Redebeitrag der SDAJ Trier zur Seebrücke-Demo

Nachstehend dokumentieren wir den augesprochen guten Redebeitrag der Sozialistischen Deutschen Arbeiterjugend (SDAJ) Trier zur Seebrücke Demo am 6.Juli 2019 in Trier:

Liebe Genoss*innen, liebe Freund*innen,
ich spreche heute für die Sozialistische Deutsche Arbeiterjugend SDAJ.

„Free Rackete“ und „Menschenleben retten ist kein Verbrechen“ sind Slogans, die in den letzten Tagen durch die Sozialen Medien, die Gesellschaft und durch die Politik gingen. Fast jeder und jede namhafte Politiker*in von SPD und GRÜNE bis hin zur CSU, haben sich für die sofortige Freilassung der festgenommenen Kapitänin Carola Rackete ausgesprochen. Diese prinzipiell richtige Forderung aus den Mündern der Regierungsparteien oder solchen, die es noch werden wollen, zu hören, ist aber an Scheinheiligkeit kaum zu übertreffen.


Der erste und offensichtlichste Punkt ist: Deutschland selbst tut seit Jahren alles Mögliche dafür, die Flucht über das Mittelmeer zu erschweren. Da wäre zum Beispiel die finanzielle Unterstützung der lybischen Küstenwache sowie der Flüchtlingscamps in Libyen, welche dazu genutzt werden sollen, die Menschen vor Ort festzuhalten oder sie auf dem Weg ins Mittelmeer wieder einzufangen und zurück in ein solches Camp zu bringen. In den Camps, die Deutschland aktiv finanziell unterstützt, sind Folterungen, Verstümmlungen von Genitalien, Vergewaltigung, Prostitution und Mord durch die lybischen Lagerkräfte an der Tagesordnung. In Berichten werden die Lager als KZ-artig beschrieben.
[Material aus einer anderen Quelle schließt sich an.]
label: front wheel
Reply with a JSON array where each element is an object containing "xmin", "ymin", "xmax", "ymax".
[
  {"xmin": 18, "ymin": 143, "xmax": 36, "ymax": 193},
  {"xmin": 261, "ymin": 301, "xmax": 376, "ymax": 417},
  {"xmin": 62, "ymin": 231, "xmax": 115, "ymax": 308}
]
Durch die Zustände im Lager sind die Menschen also gezwungen jede Fluchtmöglichkeit, sei es auch ein Schlauchboot mit viel zu vielen Menschen, wahrzunehmen, um den täglichen Misshandlungen zu entgehen. Wohlwissend, dass sie vielleicht auf dem Weg sterben werden.

Deutschland finanziert also wieder einmal Lager, in denen Menschen brutal misshandelt und umgebracht werden. Das alles, um Rechtspopulisten mit niedrigen Flüchtlingszahlen zufriedenzustellen und um andere Menschen, die aus ihrer Heimat fliehen müssen, davon abzuhalten in Richtung EU zu fliehen – eine Taktik die sowohl gegen deutsche-, EU- als auch gegen internationale Gesetzgebung zum Erhalt von Menschenleben verstößt. Das ist humanitär, moralisch sowie historisch betrachtet eine sagenhafte, riesengroße Schweinerei.

Die AfD ist dennoch stark wie nie und rechte Positionen bis hin zum Mord an Politiker*innen finden Akzeptanz in Teilen der Bevölkerung.

Des Weiteren hat Deutschland am 30. Juni diesen Jahres, also vor wenigen Tagen, ihre Beteiligung an der Rettungsmission Sophia aufgekündigt. Das deutsche Personal stellte noch am selben Tag die Arbeiten ein, auch andere Länder wie Italien verweigern eine Verlängerung der Operation. Das heißt, die einzigen Rettungsschiffe der EU, welche offiziell übrigens nicht vornehmlich Menschenleben retten, sondern sogenannte „Schleusernetzwerke“ bekämpfen und Ölplattformen beschützen sollten, werden in Zukunft nicht mehr im Mittelmeer unterwegs sein. Es gibt also zur Zeit keinen anderen Weg, Menschen im Mittelmeer zu retten, außer die zivile Seenotrettung.